I will not say that I was growing excited while I procured the church key from its custodian in one of the handful of straggling houses remaining of the mediæval town: I had, in fact, been excited and eager all during my walk across the monotonous plain. I entered the churchyard by the lych-gate; the place was overcrowded with crumbling stones among the red-barked yews. The men and women with shears, who trimmed the grass along the graves of dear ones, looked at me, I thought, with more than ordinary interest; there must have been marks of eagerness in my face. I unlocked the wire-screen outer door, found the portal within the vestibule unfastened, and entered the little church.

The empty air smelled sweet and sanctified. The hour was clouded, and I wished that some of the oil lamps hanging from the low roof might be lit, for the interior was rather cavernous in the absence of sun. Searching, I seemed fated to encounter everything but the thing I sought. These were features with a reputation: the rood screen of fan tracery and leaf-flower-and-grape carvings, that unique organ-case dating back to the Gothic period, the window of St. Catherine’s Wheel—but I spent not a second apiece on them, looking with greater interest at the tombstones in the floor, at the memorial tablets between the windows, and at the ’scutcheons painted on the wall with colours still bright.

A flash of lightning drove the darkness from even the remotest corners of the church, and my heart gave a leap. That instant I had seen a long, bulky object in a recess of the chapel on my left.

It was the tomb of Sir Pharamond, stained and gnawed by centuries. The effigies of the lord of Aidenn and his lady rested there in stone, with small beasts recumbent at their feet. I lit a match to examine the face and figure of the man. The crown of the head was clean gone, and a fragment of the chin had fallen away, but it was impossible not to recognize the sharp, malignant features, the keen lips, the close-set eyes as being those of the paintings in Highglen House.

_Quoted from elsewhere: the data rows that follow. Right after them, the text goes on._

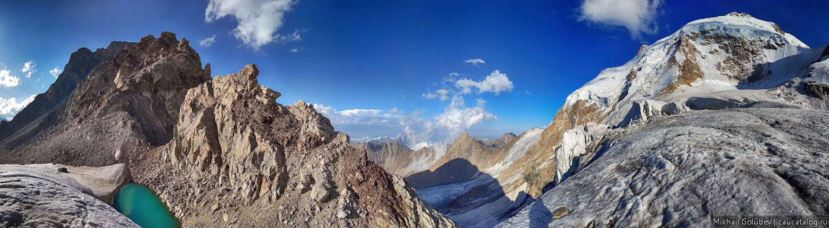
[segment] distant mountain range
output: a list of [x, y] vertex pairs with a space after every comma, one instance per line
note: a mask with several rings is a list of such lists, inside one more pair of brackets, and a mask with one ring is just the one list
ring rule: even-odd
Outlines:
[[[462, 226], [710, 226], [713, 216], [827, 215], [829, 208], [810, 202], [829, 199], [819, 177], [829, 172], [817, 165], [829, 155], [827, 58], [829, 46], [811, 48], [745, 13], [696, 20], [602, 70], [544, 129], [497, 150], [461, 146], [468, 141], [462, 136], [452, 148], [463, 152], [447, 153], [427, 172], [442, 177], [419, 185], [420, 173], [401, 173], [405, 163], [389, 160], [416, 153], [383, 151], [395, 155], [377, 163], [394, 164], [387, 170], [408, 177], [419, 196]], [[774, 136], [781, 134], [807, 137]], [[726, 187], [708, 182], [715, 178], [757, 180], [724, 195]], [[676, 185], [686, 187], [661, 192]], [[780, 194], [750, 193], [767, 187]], [[572, 215], [554, 220], [560, 207]]]
[[[0, 185], [14, 192], [0, 202], [25, 208], [0, 205], [0, 226], [135, 226], [107, 206], [56, 219], [30, 210], [44, 198], [18, 187], [60, 192], [51, 208], [104, 206], [124, 178], [156, 191], [185, 226], [673, 227], [829, 215], [829, 44], [732, 12], [635, 54], [570, 94], [545, 129], [463, 133], [437, 153], [402, 137], [351, 140], [312, 105], [277, 103], [253, 65], [212, 78], [171, 32], [81, 48], [0, 122], [0, 163], [28, 164], [0, 165], [16, 183]], [[71, 197], [85, 198], [60, 201]]]

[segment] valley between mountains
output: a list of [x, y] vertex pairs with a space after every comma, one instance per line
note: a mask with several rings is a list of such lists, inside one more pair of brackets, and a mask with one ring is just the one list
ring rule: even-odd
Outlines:
[[138, 227], [110, 206], [128, 182], [185, 227], [827, 216], [829, 45], [783, 29], [738, 12], [691, 22], [602, 70], [548, 126], [463, 133], [439, 153], [352, 141], [313, 105], [282, 104], [255, 65], [212, 75], [172, 32], [80, 48], [0, 122], [0, 227]]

The left arm of the effigy lay across the breast, the mailed fist clasping a broken sword. The right arm was missing.

At first I thought that, like the pieces of the head, it had been a prey to time, but careful examination by the light of a second match proved the carving to be complete: the chain mail ended neat at the shoulder. No right arm had ever been there.

In haste I stooped and lit a third match to read what might be decipherable of the inscription, but another lightning flash disclosed the words still distinct on the side of the tomb, and I read while it thundered:

Let Trecchours be Ware   My Right Arme Shall Not Dye For soo I have Ordeyned

Let Trecchours be Ware   My Right Arme Shall Not Dye For soo I have Ordeyned

These were all the words upon the monument.